For the majority of us, “brain fog” could mean falling one rep short of your intended set, or grinding to a halt during the final mile of a run. For top athletes, a lapse in focus could mean a missed free throw at the end of an NBA playoff.

“For an MMA fighter, it takes one second of lost focus before he’s kicked in the head and then it’s game over,” says James Scott, a personal trainer who’s worked with elite NBA players such as Yao Ming and Jimmy Butler. “They have to stay on top of their game for 15 to 25 minutes. If they lose it for two seconds, that’s all it takes to get taken down.”

Neurocognitive efficiency exercises, utilized by athletes from NASCAR to the NBA, is a method Scott uses with his athletes toward the end of their workouts. Just like the end of a game, the final moments of a workout are when Scott forces his athletes to stave off any host of fatigue-driven miscues.

One of Scott’s go-to exercises is a partner-based routine in which one person holds a handful of different-colored tennis balls while the other (the athlete) stands or sits down facing them. (To make it even more challenging, try this in a plank position).

The person holding the tennis balls simultaneously calls out a color as they toss the athlete a ball—but not necessarily the ball corresponding to the color they call out. The objective is for the athlete, while under stress, to catch only the balls that correctly match the color called out, letting everything else fly by.

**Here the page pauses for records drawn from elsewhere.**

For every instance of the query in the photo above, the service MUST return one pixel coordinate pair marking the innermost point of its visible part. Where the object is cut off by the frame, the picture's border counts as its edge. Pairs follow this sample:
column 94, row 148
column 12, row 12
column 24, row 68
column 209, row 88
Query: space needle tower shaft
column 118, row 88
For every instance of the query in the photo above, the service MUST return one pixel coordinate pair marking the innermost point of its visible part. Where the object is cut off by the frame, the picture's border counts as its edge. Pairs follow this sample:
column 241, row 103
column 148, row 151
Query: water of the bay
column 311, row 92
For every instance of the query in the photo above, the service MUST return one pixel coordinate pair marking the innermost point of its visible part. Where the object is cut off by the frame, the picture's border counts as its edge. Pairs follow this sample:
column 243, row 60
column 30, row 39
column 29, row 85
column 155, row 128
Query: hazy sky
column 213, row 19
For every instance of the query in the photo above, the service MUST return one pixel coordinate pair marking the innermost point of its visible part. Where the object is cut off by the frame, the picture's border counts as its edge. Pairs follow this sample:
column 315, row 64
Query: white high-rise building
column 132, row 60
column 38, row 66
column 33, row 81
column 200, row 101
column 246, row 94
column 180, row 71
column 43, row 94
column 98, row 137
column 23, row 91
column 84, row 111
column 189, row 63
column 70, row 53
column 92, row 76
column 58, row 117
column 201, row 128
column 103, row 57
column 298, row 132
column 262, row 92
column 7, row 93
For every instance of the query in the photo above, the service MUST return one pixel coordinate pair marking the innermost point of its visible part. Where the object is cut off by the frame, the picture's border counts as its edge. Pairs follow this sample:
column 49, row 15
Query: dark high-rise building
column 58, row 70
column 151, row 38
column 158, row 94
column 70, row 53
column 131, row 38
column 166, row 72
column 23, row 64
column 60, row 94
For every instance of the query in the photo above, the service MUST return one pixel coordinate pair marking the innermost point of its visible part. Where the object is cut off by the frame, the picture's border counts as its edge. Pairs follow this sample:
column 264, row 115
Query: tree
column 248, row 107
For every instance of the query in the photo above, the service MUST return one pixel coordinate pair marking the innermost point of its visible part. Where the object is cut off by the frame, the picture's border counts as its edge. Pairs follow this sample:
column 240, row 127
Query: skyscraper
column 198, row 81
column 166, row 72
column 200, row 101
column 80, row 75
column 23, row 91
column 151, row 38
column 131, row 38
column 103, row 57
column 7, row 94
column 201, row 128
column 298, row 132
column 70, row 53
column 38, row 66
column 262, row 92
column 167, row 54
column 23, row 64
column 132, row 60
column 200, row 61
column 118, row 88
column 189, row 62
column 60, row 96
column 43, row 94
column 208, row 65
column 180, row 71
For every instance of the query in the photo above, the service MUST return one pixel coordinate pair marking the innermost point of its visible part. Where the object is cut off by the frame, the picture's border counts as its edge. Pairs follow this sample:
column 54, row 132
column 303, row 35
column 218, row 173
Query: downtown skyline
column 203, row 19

The exercise is easier said than done, Scott says, and is a great help for improving focus when under intense stress.

“There was a time when people thought you either had court vision or you didn’t,” Scott says. “At one time it was said that you couldn’t teach that skill. Turns out it can be done. So, we do a lot of brain training to improve focus.”

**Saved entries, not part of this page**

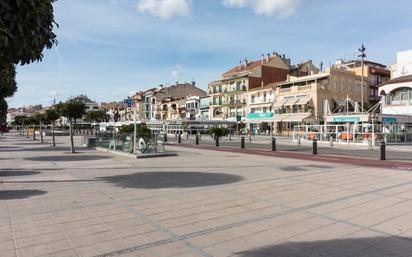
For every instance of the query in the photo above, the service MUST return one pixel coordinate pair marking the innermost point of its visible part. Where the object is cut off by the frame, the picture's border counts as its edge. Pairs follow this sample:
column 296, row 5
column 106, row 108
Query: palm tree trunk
column 41, row 133
column 71, row 137
column 53, row 140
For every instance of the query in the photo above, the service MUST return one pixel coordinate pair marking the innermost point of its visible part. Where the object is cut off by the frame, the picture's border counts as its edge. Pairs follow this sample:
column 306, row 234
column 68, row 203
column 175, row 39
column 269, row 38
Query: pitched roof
column 403, row 79
column 243, row 67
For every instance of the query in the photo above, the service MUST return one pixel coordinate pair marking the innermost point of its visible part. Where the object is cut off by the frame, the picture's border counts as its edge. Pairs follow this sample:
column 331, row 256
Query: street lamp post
column 135, row 130
column 362, row 55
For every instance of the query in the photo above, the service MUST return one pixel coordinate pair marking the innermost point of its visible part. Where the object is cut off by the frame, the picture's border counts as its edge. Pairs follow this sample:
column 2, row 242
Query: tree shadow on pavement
column 355, row 247
column 309, row 167
column 156, row 180
column 67, row 158
column 19, row 194
column 15, row 172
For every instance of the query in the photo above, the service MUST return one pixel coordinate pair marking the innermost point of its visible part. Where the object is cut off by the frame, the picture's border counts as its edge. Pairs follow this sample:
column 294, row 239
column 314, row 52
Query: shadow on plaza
column 17, row 172
column 156, row 180
column 355, row 247
column 309, row 167
column 70, row 157
column 46, row 148
column 19, row 194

Stress is an unavoidable part of life, and one of the major factors in developing focus drop-offs. It doesn’t always have to be debilitating, but if left untreated, stress, either routine or traumatic, can also lead to a host of conditions.

These days, as increasing numbers of people adopt work-from-home lifestyles, many of us are discovering new sources of stress. While the shortened daily commute for some is a welcome relief, a new host of stressors, like sporadic interruptions caused by all-day family interaction while working, may also be responsible for your focus being redirected elsewhere.

But some experts say staying focused in the short term and keeping your eye on the prize may be as simple as keeping a positive outlook.

“One key to staying focused that may be overlooked is to keep your attention on the positive,” says George.

“If the task is enjoyable, focus on the joy of the moment,” she says. “And if the task isn’t so fun, focus instead on how great you’ll feel once it’s accomplished.”